2.4 Divergence Time Estimate
There are currently no well-documented fossils in Liliaceae, and thus
fossil constraints were limited to Liliales. We used 10 populations ofNotholirion plastomes and 137 other
plastomes to calibrate the
divergence time of Notholirion (Supplementary Table 2) .
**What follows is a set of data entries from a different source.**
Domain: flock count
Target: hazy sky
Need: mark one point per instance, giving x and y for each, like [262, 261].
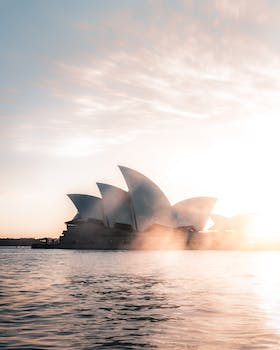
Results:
[186, 92]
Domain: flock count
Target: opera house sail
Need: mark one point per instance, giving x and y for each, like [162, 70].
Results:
[116, 205]
[149, 203]
[119, 218]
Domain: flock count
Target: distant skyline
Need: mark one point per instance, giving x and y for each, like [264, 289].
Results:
[186, 92]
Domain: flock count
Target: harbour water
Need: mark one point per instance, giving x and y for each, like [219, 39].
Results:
[202, 300]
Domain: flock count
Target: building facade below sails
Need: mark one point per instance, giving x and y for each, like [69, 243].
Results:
[140, 218]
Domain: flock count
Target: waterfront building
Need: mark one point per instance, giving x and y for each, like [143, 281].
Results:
[118, 218]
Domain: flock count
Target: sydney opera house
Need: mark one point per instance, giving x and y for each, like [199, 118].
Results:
[140, 218]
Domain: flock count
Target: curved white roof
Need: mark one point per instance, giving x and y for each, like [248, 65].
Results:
[88, 206]
[193, 211]
[149, 203]
[116, 204]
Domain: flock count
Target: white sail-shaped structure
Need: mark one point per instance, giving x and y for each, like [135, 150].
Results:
[116, 204]
[193, 212]
[150, 205]
[89, 207]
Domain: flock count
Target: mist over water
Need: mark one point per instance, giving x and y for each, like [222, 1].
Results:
[206, 300]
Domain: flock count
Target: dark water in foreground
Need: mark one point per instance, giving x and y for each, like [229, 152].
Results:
[55, 299]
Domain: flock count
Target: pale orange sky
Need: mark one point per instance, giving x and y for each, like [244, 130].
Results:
[185, 92]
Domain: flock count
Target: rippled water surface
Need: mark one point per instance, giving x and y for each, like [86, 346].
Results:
[59, 299]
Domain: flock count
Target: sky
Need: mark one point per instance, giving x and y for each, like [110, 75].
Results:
[185, 92]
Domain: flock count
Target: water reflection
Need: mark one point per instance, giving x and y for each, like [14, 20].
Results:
[268, 287]
[132, 300]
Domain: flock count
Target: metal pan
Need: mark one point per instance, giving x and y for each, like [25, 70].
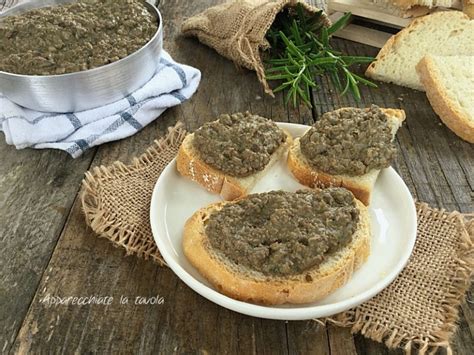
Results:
[85, 89]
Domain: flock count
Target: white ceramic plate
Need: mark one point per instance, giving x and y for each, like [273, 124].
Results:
[393, 219]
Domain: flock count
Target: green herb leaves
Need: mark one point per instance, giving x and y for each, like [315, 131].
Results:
[300, 51]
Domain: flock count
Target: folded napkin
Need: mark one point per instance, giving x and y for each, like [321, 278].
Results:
[76, 132]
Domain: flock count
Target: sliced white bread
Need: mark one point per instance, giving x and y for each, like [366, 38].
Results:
[189, 164]
[441, 33]
[468, 8]
[247, 285]
[449, 85]
[361, 186]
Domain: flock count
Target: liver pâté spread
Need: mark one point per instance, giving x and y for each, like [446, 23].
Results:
[282, 233]
[238, 144]
[73, 37]
[350, 141]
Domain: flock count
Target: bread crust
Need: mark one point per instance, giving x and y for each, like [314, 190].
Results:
[313, 178]
[213, 180]
[457, 120]
[307, 176]
[258, 288]
[397, 39]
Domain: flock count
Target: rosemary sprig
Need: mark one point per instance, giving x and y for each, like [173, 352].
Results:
[300, 52]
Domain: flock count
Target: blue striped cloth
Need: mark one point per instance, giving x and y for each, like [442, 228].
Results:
[76, 132]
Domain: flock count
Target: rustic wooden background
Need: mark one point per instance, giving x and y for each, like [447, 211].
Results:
[48, 250]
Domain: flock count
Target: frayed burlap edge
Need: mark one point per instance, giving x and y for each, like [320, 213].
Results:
[360, 323]
[101, 221]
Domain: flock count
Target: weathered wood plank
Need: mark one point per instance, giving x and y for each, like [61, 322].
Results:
[307, 337]
[37, 189]
[187, 322]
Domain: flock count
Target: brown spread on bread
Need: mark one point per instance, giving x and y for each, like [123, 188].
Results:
[73, 37]
[350, 141]
[238, 144]
[282, 233]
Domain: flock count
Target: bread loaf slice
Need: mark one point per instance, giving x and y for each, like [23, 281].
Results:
[449, 85]
[361, 186]
[441, 33]
[237, 282]
[189, 164]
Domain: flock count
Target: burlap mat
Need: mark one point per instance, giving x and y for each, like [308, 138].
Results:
[418, 310]
[237, 29]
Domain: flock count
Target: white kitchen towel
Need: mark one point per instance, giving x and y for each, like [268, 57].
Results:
[76, 132]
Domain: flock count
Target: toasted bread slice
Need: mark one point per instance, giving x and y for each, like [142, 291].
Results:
[244, 284]
[361, 186]
[441, 33]
[189, 164]
[449, 85]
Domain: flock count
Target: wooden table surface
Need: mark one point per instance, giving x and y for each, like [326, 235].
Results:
[48, 250]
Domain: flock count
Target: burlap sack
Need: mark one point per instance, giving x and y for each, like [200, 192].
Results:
[237, 29]
[418, 310]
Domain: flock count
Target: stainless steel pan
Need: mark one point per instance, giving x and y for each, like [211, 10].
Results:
[85, 89]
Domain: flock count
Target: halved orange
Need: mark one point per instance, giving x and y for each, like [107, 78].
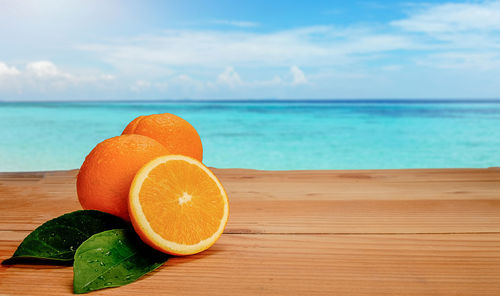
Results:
[177, 205]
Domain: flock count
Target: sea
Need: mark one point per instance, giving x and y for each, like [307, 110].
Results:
[268, 134]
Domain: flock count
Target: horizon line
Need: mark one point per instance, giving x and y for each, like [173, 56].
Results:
[330, 100]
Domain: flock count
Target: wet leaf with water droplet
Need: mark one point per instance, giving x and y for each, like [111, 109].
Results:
[56, 240]
[117, 264]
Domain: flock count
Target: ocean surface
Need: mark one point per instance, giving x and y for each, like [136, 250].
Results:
[267, 135]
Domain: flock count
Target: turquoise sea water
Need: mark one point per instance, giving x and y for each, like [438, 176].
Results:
[267, 135]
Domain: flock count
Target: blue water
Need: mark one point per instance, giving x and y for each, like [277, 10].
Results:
[267, 135]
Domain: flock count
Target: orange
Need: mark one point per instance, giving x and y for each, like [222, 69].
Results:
[175, 133]
[104, 179]
[177, 205]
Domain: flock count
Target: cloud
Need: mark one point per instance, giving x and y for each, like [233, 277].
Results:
[298, 76]
[43, 69]
[229, 77]
[453, 17]
[45, 77]
[140, 85]
[174, 48]
[5, 70]
[241, 24]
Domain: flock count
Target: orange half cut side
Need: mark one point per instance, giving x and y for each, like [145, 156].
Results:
[177, 205]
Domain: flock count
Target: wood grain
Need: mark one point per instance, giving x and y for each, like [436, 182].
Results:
[387, 232]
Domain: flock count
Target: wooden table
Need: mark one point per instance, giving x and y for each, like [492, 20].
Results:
[378, 232]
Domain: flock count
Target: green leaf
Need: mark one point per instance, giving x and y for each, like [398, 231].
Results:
[113, 258]
[57, 240]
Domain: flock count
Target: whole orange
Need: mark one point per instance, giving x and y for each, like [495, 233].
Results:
[175, 133]
[103, 182]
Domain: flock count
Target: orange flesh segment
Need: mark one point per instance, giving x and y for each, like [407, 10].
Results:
[181, 202]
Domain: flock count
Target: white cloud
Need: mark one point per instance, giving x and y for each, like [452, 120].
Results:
[462, 60]
[297, 75]
[45, 77]
[453, 17]
[140, 85]
[44, 69]
[5, 70]
[175, 48]
[229, 77]
[241, 24]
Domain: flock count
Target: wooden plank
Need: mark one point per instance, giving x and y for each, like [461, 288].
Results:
[383, 201]
[258, 264]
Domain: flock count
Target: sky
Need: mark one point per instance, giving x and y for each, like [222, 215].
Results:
[174, 50]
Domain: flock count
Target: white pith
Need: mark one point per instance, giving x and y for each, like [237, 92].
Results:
[146, 227]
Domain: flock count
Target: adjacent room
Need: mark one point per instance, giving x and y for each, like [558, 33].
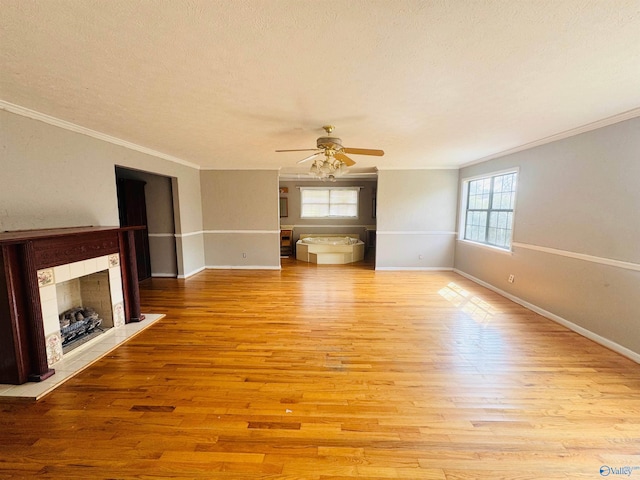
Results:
[319, 240]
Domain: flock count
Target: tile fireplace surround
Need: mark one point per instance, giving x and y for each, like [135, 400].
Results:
[33, 263]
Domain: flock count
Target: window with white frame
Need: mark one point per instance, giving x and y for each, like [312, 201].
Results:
[488, 203]
[334, 202]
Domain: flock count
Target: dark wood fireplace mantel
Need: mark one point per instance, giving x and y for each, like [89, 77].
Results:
[23, 355]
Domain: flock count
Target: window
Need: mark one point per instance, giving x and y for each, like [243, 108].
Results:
[329, 202]
[488, 214]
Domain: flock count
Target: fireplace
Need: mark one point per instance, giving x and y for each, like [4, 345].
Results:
[37, 267]
[79, 301]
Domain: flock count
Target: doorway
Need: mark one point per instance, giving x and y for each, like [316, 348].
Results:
[147, 199]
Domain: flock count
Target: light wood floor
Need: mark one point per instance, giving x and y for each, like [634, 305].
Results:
[328, 373]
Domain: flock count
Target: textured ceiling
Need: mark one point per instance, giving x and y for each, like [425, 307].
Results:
[222, 84]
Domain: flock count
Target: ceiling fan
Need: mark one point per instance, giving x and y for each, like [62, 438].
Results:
[335, 159]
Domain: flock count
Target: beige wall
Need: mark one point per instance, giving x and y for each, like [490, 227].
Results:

Referring to previous studies(H. T. Li et al., 2019; J. Li et al., 2022;
D. F. Xie et al., 2020) and to minimize the effects of missing data, we
only used combined single-copy CDS genes data set derived from 147
plastomes for the estimation of divergence time. The common CDS of 147
plastomes were extracted, respectively aligned, and then concatenated as
the plastome CDS dataset, using PhyloSuite v1.2.2(D. Zhang et al.,
2020). Estimations of divergence time were performed using an
uncorrelated lognormal relaxed molecular clock method implemented in the
BEAST 1.10.4 program(Suchard et al., 2018). BEAUti was used to set
criteria for analyses where we used a GTR + G substitution model
selected by ModelFinder and a Yule process(Gernhard, 2008). An optimal
partitioning scheme was determined using the PartitionFinder 2
program(Lanfear, Frandsen, Wright, Senfeld, & Calcott, 2017) and six
calibration points were used to calibrate time (Supplementary
Table 3) . MCMC analyses were run for 100 million generations with
parameters sampled every 10,000 generations after discarding the first
10% of generations as burnin. The convergence of the stationary
distribution was accessed by ESS values (>200) using the
Tracer v.1.7.11. Maximum clade credibility (MCC) trees were produced
using TreeAnnotator v1.8.4(Helfrich, Rieb, Abrami, Lücking, & Mehler,
2018) and visualized in FigTree v1.4.2(Rambaut, 2014).